Last month, Trump threatened Mexico with a 5% tariff on all Mexican imports, set to take effect on June 10 and gradually increasing to 25% by October, over what he said was the country’s lack of cooperation in stemming the arrival of Central American migrants to the U.S. border.

After concerted negotiations, Mexico agreed to send National Guard troops it does not yet have to its southern border to help with the effort. But the details of the deal the president was celebrating on Friday had, in fact, been agreed upon in March, predating his tariff threat by as much as two months. In other words, the agreement was not a result of his threats, nor were his threats necessary to the agreement.  

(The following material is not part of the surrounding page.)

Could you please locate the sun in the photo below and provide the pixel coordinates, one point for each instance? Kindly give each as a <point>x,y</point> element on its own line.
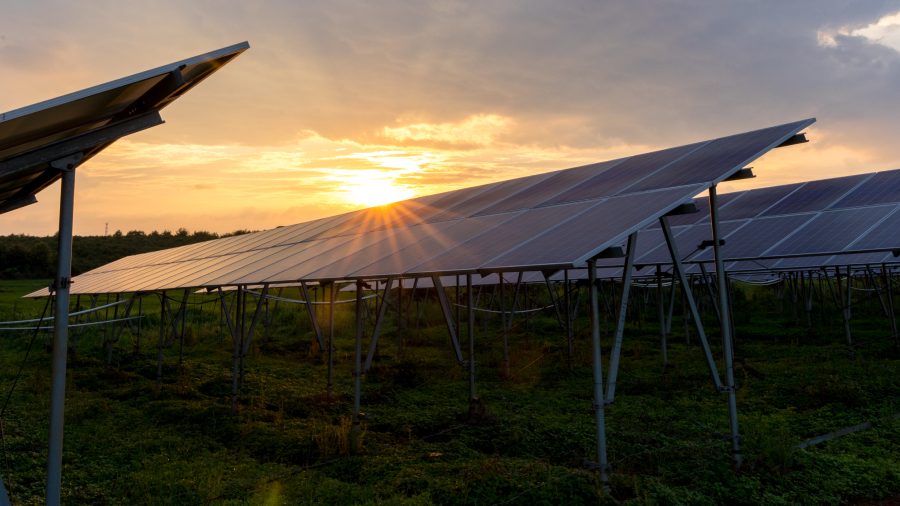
<point>375,192</point>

On Monday, he claimed that a secret second deal had been reached — one that Mexican officials seem to know nothing about.

Experts also say tariffs won’t work the same way on China as they did with Mexico, with any kind of solution — real, or imagined.

“I think with China, the U.S. is pushing for structural changes, using tariffs and trade as a way to force domestic structural changes, ones that may be fundamental to socialism,” said ChienHale.

“This is why I don’t think China is willing to give in too much,” she added.

Even though Trump is using the same tool — tariffs — expecting the same kind of response might point to a miscalculation on the president’s behalf.

“He so far has not gotten the Chinese to say ‘uncle’ because the demands are much broader,” said Kennedy, adding that China’s “lack of trust in the Trump administration has stopped them. He hasn’t any success with the Chinese yet.”